Basically 2 sorts of rights apply to students: substantive rights - the actual rights that students should enjoy - and procedural rights - methods by which students claim their rights.

Student Rights

Basically 2 sorts of rights apply to students: substantive rights - the actual rights that students should enjoy - and procedural rights - methods by which students claim their rights. This article is concerned with students in public institutions, although those in private schools can claim rights under the common law and provincial education Acts.

Basic Right to Education

Provincial governments affirm the basic right to an education when they approve financing for primary and secondary schools. Governments also extend the right to an education by underwriting part of the expenses for colleges and universities. When education budgets are debated, arguments occasionally surface to augment this principle; eg, to make small class sizes a moral right or to guarantee that all qualified high-school graduates may have access to post-secondary education. Courts are usually reluctant to enter this debate, not wishing to define "good" teaching or to rule on government spending.

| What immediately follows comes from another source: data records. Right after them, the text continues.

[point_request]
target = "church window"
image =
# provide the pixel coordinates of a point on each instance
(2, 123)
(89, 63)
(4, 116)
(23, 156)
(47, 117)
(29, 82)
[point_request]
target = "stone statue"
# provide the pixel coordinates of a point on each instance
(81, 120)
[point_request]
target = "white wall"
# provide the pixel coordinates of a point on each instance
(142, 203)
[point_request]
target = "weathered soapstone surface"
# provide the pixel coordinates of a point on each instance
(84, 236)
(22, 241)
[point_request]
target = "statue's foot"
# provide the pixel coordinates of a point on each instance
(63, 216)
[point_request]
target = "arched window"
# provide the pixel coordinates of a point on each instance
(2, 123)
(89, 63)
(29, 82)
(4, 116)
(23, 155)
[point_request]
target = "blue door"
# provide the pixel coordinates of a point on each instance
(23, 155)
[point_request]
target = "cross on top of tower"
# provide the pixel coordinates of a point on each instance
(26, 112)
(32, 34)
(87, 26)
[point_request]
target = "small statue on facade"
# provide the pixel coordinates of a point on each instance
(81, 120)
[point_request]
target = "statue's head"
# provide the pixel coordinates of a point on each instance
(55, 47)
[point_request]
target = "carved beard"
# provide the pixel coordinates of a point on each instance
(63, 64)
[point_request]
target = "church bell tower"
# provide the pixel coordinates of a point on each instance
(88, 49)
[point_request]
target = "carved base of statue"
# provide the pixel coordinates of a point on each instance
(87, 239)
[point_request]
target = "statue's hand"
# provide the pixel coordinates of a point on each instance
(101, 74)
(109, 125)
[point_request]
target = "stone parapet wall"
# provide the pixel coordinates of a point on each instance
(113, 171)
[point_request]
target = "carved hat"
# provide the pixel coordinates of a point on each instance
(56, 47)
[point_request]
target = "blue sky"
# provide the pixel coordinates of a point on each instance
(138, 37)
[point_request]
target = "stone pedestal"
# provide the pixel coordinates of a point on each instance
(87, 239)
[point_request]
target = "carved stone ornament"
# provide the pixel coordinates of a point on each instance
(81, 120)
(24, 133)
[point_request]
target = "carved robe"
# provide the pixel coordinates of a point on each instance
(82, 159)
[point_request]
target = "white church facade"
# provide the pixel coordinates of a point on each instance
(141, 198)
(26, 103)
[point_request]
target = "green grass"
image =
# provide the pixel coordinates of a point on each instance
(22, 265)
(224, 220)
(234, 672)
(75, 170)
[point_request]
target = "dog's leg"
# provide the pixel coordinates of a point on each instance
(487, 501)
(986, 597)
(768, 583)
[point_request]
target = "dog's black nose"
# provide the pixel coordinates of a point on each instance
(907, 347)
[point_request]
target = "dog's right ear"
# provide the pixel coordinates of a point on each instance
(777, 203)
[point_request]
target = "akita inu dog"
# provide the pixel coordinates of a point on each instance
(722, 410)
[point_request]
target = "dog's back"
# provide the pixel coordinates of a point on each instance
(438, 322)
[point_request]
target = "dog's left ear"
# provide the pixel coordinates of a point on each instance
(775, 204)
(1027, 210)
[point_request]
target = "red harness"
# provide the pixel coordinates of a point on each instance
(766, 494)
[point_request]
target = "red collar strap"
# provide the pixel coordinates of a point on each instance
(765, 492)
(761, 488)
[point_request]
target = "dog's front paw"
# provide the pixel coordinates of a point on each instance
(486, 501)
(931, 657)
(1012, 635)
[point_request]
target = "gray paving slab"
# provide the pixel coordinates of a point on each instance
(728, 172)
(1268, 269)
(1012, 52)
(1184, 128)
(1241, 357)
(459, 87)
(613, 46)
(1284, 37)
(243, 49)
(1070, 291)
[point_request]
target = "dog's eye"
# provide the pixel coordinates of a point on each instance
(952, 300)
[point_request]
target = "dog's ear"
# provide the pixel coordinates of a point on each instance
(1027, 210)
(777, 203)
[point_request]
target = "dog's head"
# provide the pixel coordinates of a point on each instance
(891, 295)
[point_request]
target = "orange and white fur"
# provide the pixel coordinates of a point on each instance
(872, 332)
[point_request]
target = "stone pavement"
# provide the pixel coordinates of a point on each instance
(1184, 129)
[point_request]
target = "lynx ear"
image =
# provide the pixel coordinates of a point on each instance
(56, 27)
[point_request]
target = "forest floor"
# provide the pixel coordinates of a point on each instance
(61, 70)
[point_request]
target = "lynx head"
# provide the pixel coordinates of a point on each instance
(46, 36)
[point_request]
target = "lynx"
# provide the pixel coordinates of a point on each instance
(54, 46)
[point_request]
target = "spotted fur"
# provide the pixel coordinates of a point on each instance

Equal Educational Opportunity

A second substantive right, particularly important for minority groups, guarantees equal EDUCATIONAL OPPORTUNITY. In the spirit of this provision, which mirrors the value that governments should treat persons equally, provincial policymakers have attempted to reduce imbalances between schools and regions. To some extent, equity has been guaranteed by sections such as 15 and 23 of the CANADIAN CHARTER OF RIGHTS AND FREEDOMS. Provinces are moving unevenly, however, toward achieving sex-based equity in vocational training, sports, curricular materials and financial aid.

Other Equities

Through recent rulings of various bodies, other equities have been asserted as well. No longer, for instance, do unmarried pregnant students have to leave school: they are to have the same access to education as other pupils. On the other hand, if their presence poses a medical threat to others, students can be denied participation in regular school programming - but alternative education programs should be provided. Finally regarding equitable treatment, students of all faiths have been permitted to wear religious symbols, including a sheathed kirpan (whose design resembles a dagger). Should the potential for violence in their school reach a level of danger, however, conditions may temporarily be imposed on the wearing of kirpans.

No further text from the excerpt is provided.